Five-Loop Anomalous Dimension of Twist-Two Operators
T. Lukowski, A. Rej, V. N. Velizhanin
TL;DR
This paper computes the five-loop anomalous dimension of twist-two operators in planar N=4 SYM theory, combining asymptotic Bethe ansatz and finite-size corrections, providing data to test spectral equations in AdS/CFT.
Contribution
It presents the first five-loop calculation of the anomalous dimension for twist-two operators in planar N=4 SYM, integrating reciprocity, Bethe ansatz, and wrapping corrections.
Findings
Results pass all known BFKL and double-logarithmic tests.
Provides infinite data for testing spectral equations in AdS/CFT.

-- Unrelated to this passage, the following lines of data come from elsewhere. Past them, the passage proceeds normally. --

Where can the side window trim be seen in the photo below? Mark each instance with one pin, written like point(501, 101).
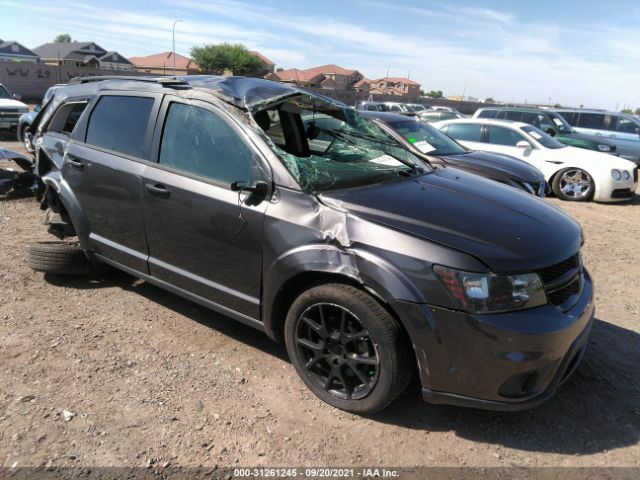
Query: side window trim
point(86, 120)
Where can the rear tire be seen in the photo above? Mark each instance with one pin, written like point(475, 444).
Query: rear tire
point(62, 258)
point(348, 349)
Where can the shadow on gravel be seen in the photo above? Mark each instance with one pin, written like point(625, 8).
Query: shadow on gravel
point(596, 410)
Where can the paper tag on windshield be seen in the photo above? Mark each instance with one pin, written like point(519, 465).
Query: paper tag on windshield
point(387, 160)
point(424, 146)
point(535, 135)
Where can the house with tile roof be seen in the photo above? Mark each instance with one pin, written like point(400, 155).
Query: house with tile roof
point(11, 51)
point(82, 55)
point(395, 86)
point(328, 77)
point(267, 65)
point(162, 64)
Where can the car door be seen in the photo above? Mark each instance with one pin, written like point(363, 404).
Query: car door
point(624, 131)
point(203, 237)
point(103, 169)
point(468, 134)
point(591, 123)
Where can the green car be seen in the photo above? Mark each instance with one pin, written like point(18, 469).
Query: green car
point(551, 122)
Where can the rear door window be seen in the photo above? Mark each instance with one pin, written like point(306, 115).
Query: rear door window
point(515, 116)
point(504, 136)
point(487, 114)
point(200, 142)
point(119, 123)
point(66, 117)
point(466, 132)
point(623, 125)
point(594, 121)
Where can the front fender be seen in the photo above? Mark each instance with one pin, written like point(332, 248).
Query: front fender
point(371, 272)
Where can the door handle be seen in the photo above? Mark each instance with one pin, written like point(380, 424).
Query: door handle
point(157, 190)
point(75, 163)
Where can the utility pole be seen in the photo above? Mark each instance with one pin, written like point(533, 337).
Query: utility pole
point(174, 45)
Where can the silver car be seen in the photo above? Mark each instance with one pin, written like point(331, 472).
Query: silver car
point(621, 129)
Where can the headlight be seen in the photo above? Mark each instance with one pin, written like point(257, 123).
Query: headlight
point(490, 293)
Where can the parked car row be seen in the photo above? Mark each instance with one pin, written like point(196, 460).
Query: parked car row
point(11, 108)
point(424, 112)
point(351, 238)
point(573, 173)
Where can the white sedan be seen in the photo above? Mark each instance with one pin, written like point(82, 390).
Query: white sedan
point(573, 173)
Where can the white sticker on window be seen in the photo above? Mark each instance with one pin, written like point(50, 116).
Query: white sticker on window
point(424, 146)
point(387, 160)
point(535, 135)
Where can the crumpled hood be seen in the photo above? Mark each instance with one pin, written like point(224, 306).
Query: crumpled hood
point(508, 230)
point(8, 103)
point(506, 165)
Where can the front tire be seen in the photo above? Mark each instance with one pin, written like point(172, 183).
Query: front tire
point(62, 258)
point(574, 185)
point(347, 348)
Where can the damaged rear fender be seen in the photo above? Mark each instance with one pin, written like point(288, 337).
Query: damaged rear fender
point(55, 185)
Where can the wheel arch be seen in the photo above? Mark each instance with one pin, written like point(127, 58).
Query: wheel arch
point(597, 187)
point(61, 199)
point(280, 291)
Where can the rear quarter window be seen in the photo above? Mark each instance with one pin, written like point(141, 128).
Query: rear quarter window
point(119, 123)
point(469, 132)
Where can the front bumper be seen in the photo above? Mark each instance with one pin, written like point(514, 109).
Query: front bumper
point(510, 361)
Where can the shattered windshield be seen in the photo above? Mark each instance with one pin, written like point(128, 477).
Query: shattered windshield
point(327, 146)
point(426, 138)
point(4, 94)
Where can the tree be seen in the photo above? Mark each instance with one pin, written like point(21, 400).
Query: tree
point(225, 56)
point(63, 38)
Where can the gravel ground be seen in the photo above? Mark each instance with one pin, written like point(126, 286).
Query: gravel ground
point(112, 371)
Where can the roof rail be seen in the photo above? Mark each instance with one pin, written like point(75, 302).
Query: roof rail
point(165, 81)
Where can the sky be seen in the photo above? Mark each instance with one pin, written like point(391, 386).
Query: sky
point(569, 52)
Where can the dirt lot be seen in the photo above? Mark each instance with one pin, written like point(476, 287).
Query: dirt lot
point(151, 378)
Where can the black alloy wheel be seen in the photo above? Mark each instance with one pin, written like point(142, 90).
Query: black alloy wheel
point(337, 350)
point(347, 348)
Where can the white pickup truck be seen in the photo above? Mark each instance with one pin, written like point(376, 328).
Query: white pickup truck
point(10, 109)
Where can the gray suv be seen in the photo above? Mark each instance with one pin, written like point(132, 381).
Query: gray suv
point(621, 129)
point(368, 262)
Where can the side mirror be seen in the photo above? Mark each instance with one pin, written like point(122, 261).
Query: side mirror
point(258, 192)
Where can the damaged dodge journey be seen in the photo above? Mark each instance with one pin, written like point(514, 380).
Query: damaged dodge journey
point(294, 214)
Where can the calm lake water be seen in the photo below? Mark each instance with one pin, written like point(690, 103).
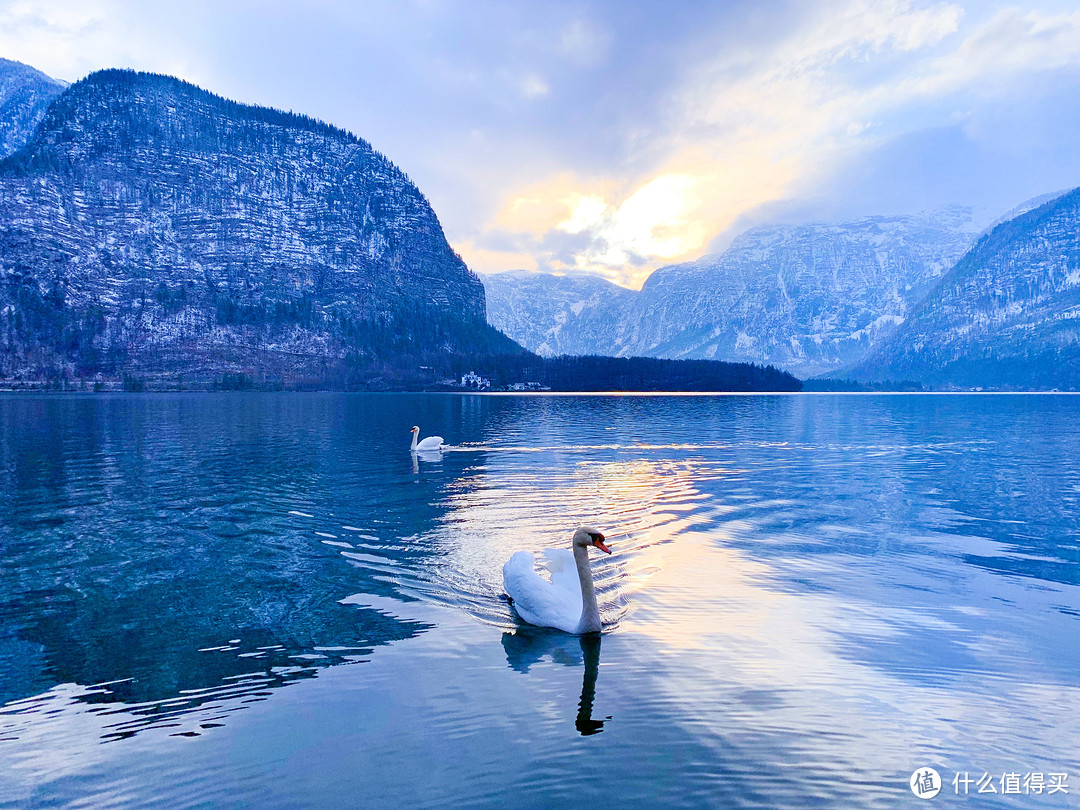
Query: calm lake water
point(262, 601)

Advances understanding of integrability in N=4 SYM.
Abstract
In this article we calculate the five-loop anomalous dimension of twist-two operators in the planar N=4 SYM theory. Firstly, using reciprocity, we derive the contribution of the asymptotic Bethe ansatz. Subsequently, we employ the first finite-size correction for the AdS5xS5 sigma model to determine the wrapping correction. The anomalous dimension found in this way passes all known tests provided by the NLO BFKL equation and double-logarithmic constraints. This result thus furnishes an infinite number of experimental data for testing the veracity of the recently proposed spectral equations for planar AdS/CFT correspondence.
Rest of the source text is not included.